Two Charged for the Killing of Ecuadorian Prosecutor
Ecuadorian officials accused two suspects on Tuesday for their alleged involvement in the killing of a prosecutor who was investigating cases of violence and drug trafficking in the country.
Edgar Escobar, a prosecutor of the Persons and Guarantees Unit of Guayas, was shining his shoes by his office in Pedro Carbo square in the southwestern port city of Guayaquil on Monday morning, when two armed attackers on a motorcycle shot at him repeatedly.
The bullets fired from a Taurus pistol in front of the La Merced’s prosecutor’s office, killed the 43-year-old public official within minutes.
According to local newspaper El Universo, throughout his career, Escobar dealt with cases of murder, criminal organizations trafficking drugs, and robberies. This year he oversaw the prosecution of eight alleged members of a crime ring for trafficking drugs internationally.
Escobar was also carrying out investigations into the massacres at the Litoral Penitentiary, which killed over 60 inmates last year, and investigated the 2013 murder of journalist Fausto Valdiviezo.

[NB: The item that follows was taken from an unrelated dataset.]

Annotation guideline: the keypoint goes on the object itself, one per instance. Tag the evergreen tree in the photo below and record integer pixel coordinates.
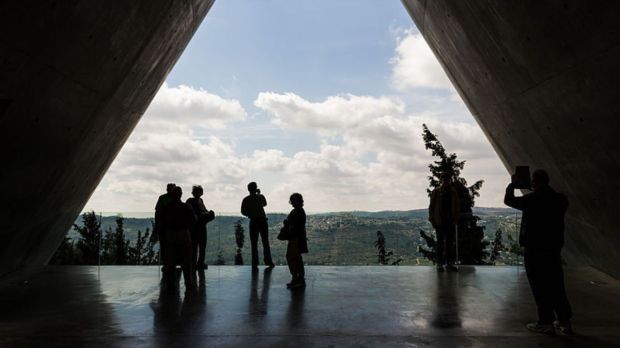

Shortly after the violent attack in broad daylight, two youths, aged 19 and 16, were arrested by the police on the steps of the vibrant Santa Ana hill. The judge ordered preventive detention for the 19-year-old, transferring him to the Center for Social Rehabilitation of Men in the outskirts of Guayaquil; and the the latter perpetrator was transferred to the Center for Adolescent Offenders in Guayaquil for preventive internment, according to Tuesday’s press release by the Prosecutor’s Office.
“I am deeply outraged by this new murder of a fellow prosecutor, the third so far this year,” said Diana Salazar, Attorney General of the State. “The actions of delinquency will not stop the work of the Prosecutor's Office to combat crime in our country. We demand guarantees and security to carry out our work.”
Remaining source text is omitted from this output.